The City sprays weeds on kerb lines, footpaths and hard stand median islands twice a year, and from the start of November for up to six weeks.
The City advertises in PerthNow Cockburn four to six weeks prior to spraying with the organic herbicide, which gives people the opportunity to put themselves on the 'do not spray' register for their own property.
If you don’t want the kerb or footpath near your property treated, please register your name and address on our ‘Do Not Spray Register’ by emailing or calling 08 9411 3444.
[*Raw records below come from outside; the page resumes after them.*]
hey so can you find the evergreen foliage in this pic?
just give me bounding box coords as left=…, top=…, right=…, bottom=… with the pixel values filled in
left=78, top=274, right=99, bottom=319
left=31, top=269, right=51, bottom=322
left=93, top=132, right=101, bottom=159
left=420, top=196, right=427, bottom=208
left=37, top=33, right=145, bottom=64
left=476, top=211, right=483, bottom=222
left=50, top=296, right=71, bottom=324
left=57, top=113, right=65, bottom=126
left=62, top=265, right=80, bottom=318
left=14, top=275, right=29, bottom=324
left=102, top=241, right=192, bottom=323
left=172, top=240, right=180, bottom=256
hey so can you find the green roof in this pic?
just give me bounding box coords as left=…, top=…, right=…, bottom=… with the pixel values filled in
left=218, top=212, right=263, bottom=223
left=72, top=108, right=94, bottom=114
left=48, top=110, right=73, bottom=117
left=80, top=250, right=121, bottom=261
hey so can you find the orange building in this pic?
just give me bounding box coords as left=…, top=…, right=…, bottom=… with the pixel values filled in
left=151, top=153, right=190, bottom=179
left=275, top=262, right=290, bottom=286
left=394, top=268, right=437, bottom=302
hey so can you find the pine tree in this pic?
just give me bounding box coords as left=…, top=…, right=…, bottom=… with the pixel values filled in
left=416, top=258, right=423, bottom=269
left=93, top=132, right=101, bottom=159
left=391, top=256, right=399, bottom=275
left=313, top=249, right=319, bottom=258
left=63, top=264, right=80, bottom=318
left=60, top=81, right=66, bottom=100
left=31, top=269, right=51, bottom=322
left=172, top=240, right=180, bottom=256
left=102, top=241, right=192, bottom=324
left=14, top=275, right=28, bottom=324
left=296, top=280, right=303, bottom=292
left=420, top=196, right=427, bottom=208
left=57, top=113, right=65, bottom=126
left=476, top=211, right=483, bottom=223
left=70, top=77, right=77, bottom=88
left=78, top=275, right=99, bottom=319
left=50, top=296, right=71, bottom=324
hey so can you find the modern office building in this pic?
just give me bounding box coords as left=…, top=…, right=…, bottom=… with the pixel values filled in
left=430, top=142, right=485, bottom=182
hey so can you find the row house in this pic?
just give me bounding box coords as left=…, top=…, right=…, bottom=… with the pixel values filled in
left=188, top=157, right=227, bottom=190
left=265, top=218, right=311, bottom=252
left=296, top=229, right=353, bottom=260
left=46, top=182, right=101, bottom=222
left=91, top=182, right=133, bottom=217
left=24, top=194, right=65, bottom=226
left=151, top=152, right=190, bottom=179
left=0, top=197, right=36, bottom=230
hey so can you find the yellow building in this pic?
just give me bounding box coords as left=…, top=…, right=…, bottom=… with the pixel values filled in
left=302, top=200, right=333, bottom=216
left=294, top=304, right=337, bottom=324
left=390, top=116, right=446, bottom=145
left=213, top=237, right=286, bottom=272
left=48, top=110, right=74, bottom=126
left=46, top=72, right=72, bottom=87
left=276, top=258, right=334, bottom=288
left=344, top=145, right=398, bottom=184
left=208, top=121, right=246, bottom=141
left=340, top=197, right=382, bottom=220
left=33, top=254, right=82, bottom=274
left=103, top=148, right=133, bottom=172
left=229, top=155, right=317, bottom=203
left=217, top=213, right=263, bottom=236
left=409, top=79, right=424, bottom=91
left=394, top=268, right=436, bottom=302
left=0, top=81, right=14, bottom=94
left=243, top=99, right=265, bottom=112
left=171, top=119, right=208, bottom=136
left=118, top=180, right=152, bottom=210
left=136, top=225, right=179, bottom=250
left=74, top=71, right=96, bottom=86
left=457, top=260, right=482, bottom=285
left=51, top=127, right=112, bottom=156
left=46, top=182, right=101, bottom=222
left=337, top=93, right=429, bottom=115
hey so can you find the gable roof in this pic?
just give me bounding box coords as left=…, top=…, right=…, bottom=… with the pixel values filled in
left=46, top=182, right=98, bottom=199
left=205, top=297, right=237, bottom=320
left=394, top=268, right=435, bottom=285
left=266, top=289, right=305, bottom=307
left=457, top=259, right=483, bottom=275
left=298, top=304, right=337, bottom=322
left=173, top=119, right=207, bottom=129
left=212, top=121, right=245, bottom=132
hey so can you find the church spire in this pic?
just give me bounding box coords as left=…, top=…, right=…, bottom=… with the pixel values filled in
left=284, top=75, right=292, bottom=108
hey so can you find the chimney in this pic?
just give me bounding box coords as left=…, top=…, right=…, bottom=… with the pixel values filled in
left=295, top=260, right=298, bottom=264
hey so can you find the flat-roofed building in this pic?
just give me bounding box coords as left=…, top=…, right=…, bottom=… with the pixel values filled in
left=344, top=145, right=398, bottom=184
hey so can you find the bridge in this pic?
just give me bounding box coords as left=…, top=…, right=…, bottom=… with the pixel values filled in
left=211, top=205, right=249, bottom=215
The City ensures the safe use of herbicides is an integral part of weed management practices for staff and residents. The City minimises chemical use where possible.
Weed management is undertaken in parks, streetscapes, natural areas and on roads, footpaths and median strips. The City does not apply herbicide to residential verges adjacent to private property.
The Australian Pesticides and Veterinary Medicines Authority (APVMA) approved glyphosate is the most commonly applied herbicide in the City, especially for road surfaces. Organic herbicide products are used at some locations. Slasher Weedkiller is used for pedestrian paths. Roundup Bioactive 360 is applied in aquatic areas and wetlands within the City as it has been approved for use in these environments by the APVMA.
- Product name: Slasher Weedkiller
- APVMA approval
- Application no.: 57540
- Active constituent/s: 525 g/L nonanoic acid
- Applicant name: Organic Crop Protectants Pty Ltd
- Applicant ACN: 003 149 719 Summary of use: For non-selective control of weeds, grasses, moss and algae in various crop and non-crop situations
- Date of registration/approval: 6 October 2016
- Product registration no.: 68118
- Label approval no.: 68118/57540
We are limited in relation to other effective methods of weed control that can be undertaken economically in natural areas.
Glyphosate with its current constituents is considered safe, subject to compliance with the manufacturer’s safety guidelines for application, storage and cartage. Glyphosate has been approved for use by the Federal Department of Health’s Australian Pesticides and Veterinary Medicines Authority (APVMA).
The City uses low pressure spray units where possible.
Signage is installed as per the Department of Health Guidelines when chemicals are being applied. In large grassed areas, contractors display signs, use flashing beacons and use a foam residue marker to show where spraying has occurred.
The contractor spraying the kerb drives until he spots a weed and sprays directly on to the weed. They do not spray if people are in the vicinity.
All City officers are required to wear the appropriate Personal Protective Equipment and are restricted to spraying on days when conditions are favourable Favourable conditions relate to wind direction, wind speed and weather.
International and Australian considerations of glyphosate
The Australian Pesticide and Veterinary Medicines Authority (APVMA) has indicated that glyphosate is a registered pesticide and it has been deemed safe to use as per the manufacturers instructions on the label.
The APVMA concluded that glyphosate does not pose a cancer risk to humans and that products containing glyphosate are safe to use as per the label instructions. It has not made any change to this stance since the release of the assessment outcomes on 23 March 2017.
APVMA undertook a detailed assessment of the human health risks associated with glyphosates in late 2016, following concerns raised by the International Agency for Research on Cancer (IARC).